On February 5, 1937, President Franklin D. Roosevelt shocked America by introducing a plan to expand the Supreme Court, to gain favorable votes. FDR’s war on the court was short-lived, and it was defeated by a crafty chief justice and Roosevelt’s own party members.
President Roosevelt had enacted wide-ranging legislation along with congressional Democrats as part of his New Deal program, starting in 1933.
By 1937, Roosevelt had won a second term in office, but the makeup of a conservative-leaning Supreme Court hadn’t changed since he took office four years earlier. There were four Justices who were conservative enough that their votes against most New Deal plans were expected. A fifth justice with conservative leanings was the Chief Justice, Charles Evans Hughes, who also narrowly lost the 1916 presidential race to the Democratic incumbent, President Woodrow Wilson.

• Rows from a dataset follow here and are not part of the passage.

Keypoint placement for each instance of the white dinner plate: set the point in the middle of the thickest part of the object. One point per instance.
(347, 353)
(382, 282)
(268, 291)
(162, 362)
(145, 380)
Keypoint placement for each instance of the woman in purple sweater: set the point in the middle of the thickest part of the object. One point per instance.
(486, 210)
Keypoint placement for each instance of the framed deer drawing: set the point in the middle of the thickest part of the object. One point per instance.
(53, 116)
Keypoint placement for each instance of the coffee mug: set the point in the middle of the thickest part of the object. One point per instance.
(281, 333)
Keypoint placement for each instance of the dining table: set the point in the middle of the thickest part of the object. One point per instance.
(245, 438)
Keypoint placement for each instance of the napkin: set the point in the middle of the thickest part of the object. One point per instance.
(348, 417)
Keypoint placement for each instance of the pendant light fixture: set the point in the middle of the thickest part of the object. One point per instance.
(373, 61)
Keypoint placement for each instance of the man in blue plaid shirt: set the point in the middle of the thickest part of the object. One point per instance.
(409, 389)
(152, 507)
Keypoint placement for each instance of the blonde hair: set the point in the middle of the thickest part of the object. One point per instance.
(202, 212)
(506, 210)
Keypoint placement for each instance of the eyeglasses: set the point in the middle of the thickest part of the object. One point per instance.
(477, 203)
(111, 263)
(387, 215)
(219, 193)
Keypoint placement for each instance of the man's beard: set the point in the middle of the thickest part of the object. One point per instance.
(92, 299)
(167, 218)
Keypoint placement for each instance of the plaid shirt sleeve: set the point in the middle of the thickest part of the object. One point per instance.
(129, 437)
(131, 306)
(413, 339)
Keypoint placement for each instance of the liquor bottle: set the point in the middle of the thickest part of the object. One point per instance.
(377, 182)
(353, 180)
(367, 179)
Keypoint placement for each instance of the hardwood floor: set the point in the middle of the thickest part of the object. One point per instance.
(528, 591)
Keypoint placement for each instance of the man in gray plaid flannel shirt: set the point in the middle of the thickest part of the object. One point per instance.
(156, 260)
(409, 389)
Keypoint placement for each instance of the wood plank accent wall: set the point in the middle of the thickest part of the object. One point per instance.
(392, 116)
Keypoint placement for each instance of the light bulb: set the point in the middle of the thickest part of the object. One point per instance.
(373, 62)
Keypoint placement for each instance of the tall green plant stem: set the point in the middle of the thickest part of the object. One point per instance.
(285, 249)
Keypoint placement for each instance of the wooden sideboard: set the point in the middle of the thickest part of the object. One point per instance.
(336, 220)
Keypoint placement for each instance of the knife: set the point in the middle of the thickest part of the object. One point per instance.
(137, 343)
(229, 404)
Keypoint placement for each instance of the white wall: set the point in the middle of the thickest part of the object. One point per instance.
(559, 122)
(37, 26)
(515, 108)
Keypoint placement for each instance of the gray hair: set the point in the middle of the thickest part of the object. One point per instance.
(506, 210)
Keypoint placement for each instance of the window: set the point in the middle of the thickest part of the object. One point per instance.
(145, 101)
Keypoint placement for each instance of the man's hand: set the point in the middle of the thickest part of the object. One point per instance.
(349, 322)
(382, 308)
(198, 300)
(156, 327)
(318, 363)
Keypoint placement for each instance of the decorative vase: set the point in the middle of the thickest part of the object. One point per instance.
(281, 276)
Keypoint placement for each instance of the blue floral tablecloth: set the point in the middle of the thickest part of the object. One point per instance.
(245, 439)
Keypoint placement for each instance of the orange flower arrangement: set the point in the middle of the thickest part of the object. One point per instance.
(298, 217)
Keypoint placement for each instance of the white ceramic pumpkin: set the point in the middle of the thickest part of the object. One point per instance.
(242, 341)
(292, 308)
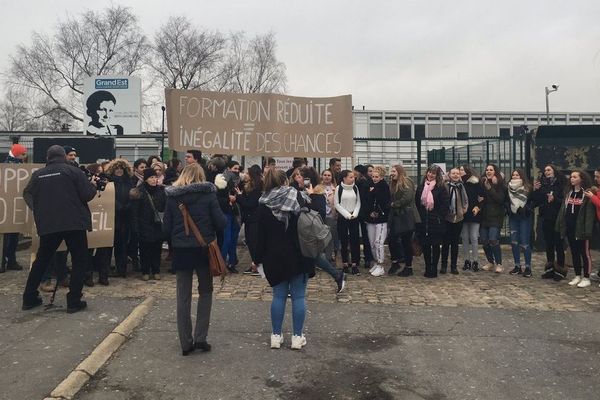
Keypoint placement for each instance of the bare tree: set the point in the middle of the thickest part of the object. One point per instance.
(186, 57)
(14, 114)
(252, 65)
(95, 43)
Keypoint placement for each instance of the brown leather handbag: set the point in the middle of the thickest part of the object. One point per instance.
(215, 259)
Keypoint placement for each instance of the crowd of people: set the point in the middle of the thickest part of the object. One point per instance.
(364, 208)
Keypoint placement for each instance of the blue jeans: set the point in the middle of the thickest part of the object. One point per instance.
(296, 287)
(323, 263)
(230, 237)
(490, 236)
(520, 237)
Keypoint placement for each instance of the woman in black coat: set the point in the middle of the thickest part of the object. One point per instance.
(147, 209)
(432, 202)
(247, 200)
(377, 210)
(548, 195)
(200, 199)
(279, 251)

However, Hughes also had roots in the progressive wing of the Republican party. Another justice, Owen Roberts, was a Hoover appointee who also voted with the conservatives on some decisions.
Adding to the tension between the president and the Supreme Court were a series of decisions by the Justices that halted key components of the New Deal. After his re-election, Roosevelt developed his plan in secrecy, working with his attorney general, Homer Cummings, on a way to ensure the court would rule favorably about upcoming cases on Social Security and the National Labor Relations Act.
By passing a law that would allow the President to appoint an additional Justice for every sitting justice who was over 70 years of age, Roosevelt could add six of his own Justices to the court. With two liberals already on the bench, that would put the odds in FDR’s favor.
While the idea may seem outlandish today, President Roosevelt must have felt the Judicial Procedures Reform Bill of 1937 stood a good chance of success. The President used one of his fireside chats in March 1937 to make his case to the American people.
“This plan of mine is not attacking of the court; it seeks to restore the court to its rightful and historic place in our system of constitutional government and to have it resume its high task of building anew on the Constitution ‘a system of living law.’ The court itself can best undo what the court has done,” Roosevelt said.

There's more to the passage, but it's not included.